In this tutorial we use PADrend’s post processing effects (in the following abbreviated by pp-effect) to implement a Sobel filter. You can read more on the filter at Wikipedia.
Sobel filter
The Sobel filter is used to enhance edges in an image. Therefore an approximation of the image’s first derivative in x and y direction is calculated by using two filter masks. You can see both filters in the image below.
We will apply both filters in our effect. This is done by looking at a pixels and its eight neighbors around it. Assume the filter mask is centered at the current pixel. Each pixel of the neighborhood is multiplied by the corresponding weight in the filter mask. All weighted pixels are summed up resulting in a single value per pixel. In our output image we want to display the gradient’s magnitude. Therefore we use the equation below.
Post processing effect in PADrend
For pp-effects there is an abstract base class. You can find it under plugins/Effects in the main folder of PADrend. The class is called PPEffect. If you want to write your own pp-effect, you need to inherit from this class. The file, containing your new effect, must be placed in the PPEffect folder. To execute your pp-effect select the Effects menu in PADrend. Navigate to PP effects. Here you should find your effect. Note that there is also a Options… entry in the menu. Here you can add settings for your effect. The abstract class offers some call back methods that you can overwrite. By default the methods are empty, so that you only have to overwrite the methods that you need.
- begin(): This method is called before the rendering.

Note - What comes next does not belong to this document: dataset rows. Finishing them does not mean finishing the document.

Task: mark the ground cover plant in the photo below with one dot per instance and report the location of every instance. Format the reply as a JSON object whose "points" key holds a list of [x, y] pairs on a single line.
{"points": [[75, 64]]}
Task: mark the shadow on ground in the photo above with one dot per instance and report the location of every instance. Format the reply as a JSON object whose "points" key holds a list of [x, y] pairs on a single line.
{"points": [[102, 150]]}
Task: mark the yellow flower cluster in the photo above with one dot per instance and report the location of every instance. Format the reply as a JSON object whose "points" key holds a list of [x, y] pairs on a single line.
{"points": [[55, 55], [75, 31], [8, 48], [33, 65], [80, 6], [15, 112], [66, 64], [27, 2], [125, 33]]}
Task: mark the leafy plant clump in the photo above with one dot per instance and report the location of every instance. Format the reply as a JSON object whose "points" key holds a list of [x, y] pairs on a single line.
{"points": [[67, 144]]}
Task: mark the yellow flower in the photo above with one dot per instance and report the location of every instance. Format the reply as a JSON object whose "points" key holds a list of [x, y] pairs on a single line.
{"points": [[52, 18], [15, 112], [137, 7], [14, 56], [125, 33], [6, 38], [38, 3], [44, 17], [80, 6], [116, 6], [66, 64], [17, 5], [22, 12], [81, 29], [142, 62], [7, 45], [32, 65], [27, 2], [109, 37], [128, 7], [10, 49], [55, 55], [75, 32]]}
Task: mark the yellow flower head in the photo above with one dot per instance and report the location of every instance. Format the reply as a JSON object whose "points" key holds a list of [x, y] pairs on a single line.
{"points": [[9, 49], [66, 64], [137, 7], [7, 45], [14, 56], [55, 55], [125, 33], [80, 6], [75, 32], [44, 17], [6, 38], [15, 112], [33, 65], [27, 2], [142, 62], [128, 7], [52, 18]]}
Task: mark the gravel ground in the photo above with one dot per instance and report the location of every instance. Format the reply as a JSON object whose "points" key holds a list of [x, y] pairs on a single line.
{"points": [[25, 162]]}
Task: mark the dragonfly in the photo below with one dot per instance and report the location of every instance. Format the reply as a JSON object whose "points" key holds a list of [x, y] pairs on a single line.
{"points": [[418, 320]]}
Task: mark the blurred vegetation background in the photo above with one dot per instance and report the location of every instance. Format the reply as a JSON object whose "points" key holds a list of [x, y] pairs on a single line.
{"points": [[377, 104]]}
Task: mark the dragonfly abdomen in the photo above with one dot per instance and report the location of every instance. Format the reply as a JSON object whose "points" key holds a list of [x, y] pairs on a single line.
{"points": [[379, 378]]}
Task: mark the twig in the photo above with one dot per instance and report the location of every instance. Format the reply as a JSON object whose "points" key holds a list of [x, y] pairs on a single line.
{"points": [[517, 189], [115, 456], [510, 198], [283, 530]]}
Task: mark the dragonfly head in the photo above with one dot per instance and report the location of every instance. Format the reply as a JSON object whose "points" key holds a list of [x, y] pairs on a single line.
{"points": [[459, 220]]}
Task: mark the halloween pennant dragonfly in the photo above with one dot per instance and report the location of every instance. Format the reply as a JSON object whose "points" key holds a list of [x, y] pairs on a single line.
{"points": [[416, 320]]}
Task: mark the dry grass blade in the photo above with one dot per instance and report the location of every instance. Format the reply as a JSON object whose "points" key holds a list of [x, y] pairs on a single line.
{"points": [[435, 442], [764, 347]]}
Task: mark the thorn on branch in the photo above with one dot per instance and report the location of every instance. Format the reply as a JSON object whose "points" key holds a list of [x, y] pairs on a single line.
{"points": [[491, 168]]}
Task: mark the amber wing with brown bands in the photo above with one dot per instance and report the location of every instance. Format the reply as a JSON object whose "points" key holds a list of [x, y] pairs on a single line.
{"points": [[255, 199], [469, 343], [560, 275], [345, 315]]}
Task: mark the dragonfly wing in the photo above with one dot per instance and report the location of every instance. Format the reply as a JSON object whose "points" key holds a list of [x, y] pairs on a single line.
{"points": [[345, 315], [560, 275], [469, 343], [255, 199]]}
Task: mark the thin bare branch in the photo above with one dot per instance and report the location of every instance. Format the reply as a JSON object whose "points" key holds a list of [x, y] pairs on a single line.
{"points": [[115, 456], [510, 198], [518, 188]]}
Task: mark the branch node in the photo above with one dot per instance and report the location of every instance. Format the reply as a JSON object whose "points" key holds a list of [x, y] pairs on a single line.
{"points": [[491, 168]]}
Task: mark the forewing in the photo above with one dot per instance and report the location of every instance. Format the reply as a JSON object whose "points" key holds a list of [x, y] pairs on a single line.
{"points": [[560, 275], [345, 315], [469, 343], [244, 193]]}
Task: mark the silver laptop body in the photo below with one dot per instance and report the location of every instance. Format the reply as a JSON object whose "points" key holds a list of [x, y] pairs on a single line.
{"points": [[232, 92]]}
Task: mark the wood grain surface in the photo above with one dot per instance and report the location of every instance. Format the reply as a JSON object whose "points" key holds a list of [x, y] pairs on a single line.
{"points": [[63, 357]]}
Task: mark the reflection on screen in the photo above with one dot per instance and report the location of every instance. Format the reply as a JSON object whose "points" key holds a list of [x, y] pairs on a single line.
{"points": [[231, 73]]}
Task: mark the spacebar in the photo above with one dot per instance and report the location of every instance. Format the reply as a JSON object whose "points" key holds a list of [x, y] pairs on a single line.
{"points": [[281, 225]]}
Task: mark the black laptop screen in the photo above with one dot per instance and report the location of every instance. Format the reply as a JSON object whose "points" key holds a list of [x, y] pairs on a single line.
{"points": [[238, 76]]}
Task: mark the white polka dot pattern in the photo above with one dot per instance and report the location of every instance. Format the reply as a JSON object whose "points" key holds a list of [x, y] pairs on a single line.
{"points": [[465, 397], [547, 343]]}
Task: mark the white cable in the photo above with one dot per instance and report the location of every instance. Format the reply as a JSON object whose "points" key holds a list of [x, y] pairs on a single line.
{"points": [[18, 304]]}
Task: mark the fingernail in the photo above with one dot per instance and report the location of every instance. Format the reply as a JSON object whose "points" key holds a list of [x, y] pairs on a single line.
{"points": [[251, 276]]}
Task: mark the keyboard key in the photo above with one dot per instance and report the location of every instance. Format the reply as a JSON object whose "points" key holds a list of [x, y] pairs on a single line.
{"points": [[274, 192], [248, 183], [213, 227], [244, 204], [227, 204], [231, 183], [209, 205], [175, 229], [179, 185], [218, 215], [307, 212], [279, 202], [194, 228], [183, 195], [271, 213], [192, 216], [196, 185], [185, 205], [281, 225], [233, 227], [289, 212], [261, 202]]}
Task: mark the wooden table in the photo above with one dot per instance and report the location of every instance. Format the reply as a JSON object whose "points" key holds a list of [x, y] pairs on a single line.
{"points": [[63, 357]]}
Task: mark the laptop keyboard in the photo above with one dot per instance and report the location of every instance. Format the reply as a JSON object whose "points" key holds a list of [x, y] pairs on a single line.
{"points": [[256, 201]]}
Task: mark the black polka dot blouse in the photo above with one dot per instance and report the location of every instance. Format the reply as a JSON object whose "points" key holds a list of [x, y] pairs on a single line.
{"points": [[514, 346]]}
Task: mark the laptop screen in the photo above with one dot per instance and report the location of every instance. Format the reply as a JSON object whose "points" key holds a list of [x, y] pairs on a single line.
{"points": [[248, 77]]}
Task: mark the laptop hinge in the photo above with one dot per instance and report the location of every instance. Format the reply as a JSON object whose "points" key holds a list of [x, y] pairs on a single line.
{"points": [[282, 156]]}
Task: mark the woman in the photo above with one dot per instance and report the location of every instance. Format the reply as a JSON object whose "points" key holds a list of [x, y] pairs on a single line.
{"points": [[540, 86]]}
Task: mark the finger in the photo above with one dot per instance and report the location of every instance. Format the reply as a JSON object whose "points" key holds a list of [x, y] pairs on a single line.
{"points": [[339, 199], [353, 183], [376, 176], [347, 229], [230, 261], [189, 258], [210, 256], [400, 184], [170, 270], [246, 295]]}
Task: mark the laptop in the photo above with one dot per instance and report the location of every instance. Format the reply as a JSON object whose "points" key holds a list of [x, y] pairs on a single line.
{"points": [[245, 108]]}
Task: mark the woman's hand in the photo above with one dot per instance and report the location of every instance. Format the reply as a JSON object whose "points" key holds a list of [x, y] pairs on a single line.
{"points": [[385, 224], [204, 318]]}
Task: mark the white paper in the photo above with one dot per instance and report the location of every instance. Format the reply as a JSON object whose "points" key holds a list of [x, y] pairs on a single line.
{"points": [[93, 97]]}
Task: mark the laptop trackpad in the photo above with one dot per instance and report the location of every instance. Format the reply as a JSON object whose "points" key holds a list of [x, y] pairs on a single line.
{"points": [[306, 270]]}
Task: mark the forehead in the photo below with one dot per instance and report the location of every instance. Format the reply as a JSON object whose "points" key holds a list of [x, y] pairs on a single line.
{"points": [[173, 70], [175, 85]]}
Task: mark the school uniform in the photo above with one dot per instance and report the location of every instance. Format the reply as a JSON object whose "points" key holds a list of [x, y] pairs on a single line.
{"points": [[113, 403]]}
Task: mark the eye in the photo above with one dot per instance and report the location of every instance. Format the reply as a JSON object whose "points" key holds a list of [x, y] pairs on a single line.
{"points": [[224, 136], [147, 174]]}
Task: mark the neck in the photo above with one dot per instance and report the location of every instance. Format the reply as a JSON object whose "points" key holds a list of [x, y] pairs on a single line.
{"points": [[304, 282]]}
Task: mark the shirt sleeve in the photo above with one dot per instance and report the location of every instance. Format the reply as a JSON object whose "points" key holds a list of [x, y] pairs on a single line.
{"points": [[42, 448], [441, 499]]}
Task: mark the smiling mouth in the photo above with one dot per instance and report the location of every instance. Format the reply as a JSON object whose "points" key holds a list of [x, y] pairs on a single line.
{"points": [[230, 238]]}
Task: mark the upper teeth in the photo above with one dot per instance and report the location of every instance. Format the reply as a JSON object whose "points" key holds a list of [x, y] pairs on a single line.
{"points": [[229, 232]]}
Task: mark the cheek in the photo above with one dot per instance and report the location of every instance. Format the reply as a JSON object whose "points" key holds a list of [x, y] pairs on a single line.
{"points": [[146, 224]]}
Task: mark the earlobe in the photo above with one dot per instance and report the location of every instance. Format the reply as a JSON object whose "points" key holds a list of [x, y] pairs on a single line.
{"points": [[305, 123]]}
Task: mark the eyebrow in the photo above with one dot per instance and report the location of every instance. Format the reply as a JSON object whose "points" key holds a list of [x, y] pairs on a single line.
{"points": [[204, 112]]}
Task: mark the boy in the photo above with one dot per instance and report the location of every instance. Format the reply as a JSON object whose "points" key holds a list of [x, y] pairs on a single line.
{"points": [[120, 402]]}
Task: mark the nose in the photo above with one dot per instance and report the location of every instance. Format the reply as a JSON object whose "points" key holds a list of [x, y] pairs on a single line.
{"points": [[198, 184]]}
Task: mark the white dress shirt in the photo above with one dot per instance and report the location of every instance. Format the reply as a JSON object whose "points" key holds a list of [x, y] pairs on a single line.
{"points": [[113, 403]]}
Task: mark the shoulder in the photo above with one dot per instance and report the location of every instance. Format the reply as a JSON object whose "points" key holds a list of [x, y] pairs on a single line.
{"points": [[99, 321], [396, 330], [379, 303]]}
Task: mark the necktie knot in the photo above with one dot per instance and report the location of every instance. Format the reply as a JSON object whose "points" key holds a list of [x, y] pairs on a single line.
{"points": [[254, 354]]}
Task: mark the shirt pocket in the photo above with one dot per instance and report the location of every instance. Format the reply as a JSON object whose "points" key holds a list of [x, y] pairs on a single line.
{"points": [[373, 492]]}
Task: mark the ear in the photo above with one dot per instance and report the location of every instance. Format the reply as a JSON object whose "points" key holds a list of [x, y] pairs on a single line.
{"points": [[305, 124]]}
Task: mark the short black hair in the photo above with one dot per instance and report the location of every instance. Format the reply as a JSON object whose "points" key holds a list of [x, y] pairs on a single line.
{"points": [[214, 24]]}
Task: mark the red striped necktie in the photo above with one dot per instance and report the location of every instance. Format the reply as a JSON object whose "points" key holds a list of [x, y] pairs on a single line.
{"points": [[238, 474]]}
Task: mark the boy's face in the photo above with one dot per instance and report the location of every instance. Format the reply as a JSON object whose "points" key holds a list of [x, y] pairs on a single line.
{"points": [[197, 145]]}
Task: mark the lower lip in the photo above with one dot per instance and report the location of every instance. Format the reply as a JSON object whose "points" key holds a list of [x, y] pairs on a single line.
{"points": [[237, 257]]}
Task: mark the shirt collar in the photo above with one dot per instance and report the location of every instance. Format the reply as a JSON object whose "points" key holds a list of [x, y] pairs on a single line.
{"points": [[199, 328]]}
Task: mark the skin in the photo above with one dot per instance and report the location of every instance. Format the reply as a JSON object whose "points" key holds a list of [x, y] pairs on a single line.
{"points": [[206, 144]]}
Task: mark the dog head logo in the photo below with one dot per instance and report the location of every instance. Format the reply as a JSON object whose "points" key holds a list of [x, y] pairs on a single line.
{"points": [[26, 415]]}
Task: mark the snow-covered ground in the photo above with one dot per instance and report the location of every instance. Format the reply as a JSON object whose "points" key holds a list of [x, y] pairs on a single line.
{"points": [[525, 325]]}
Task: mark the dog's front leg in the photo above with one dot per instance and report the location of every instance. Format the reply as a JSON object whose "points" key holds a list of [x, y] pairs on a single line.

- end(): This method is called after the rendering.
- beginPass(RenderingPass pass): This method is called before a rendering pass. The pass is passed as parameter.
- endPass(RenderingPass pass): This method is called after a rendering pass. The pass is passed as parameter.
- getOptionPanel: Here you can implement a panel for setting your effects options (such as parameters). Return the panel at the end of the method. When you hit the Options.. button a window containing your panel will be opened.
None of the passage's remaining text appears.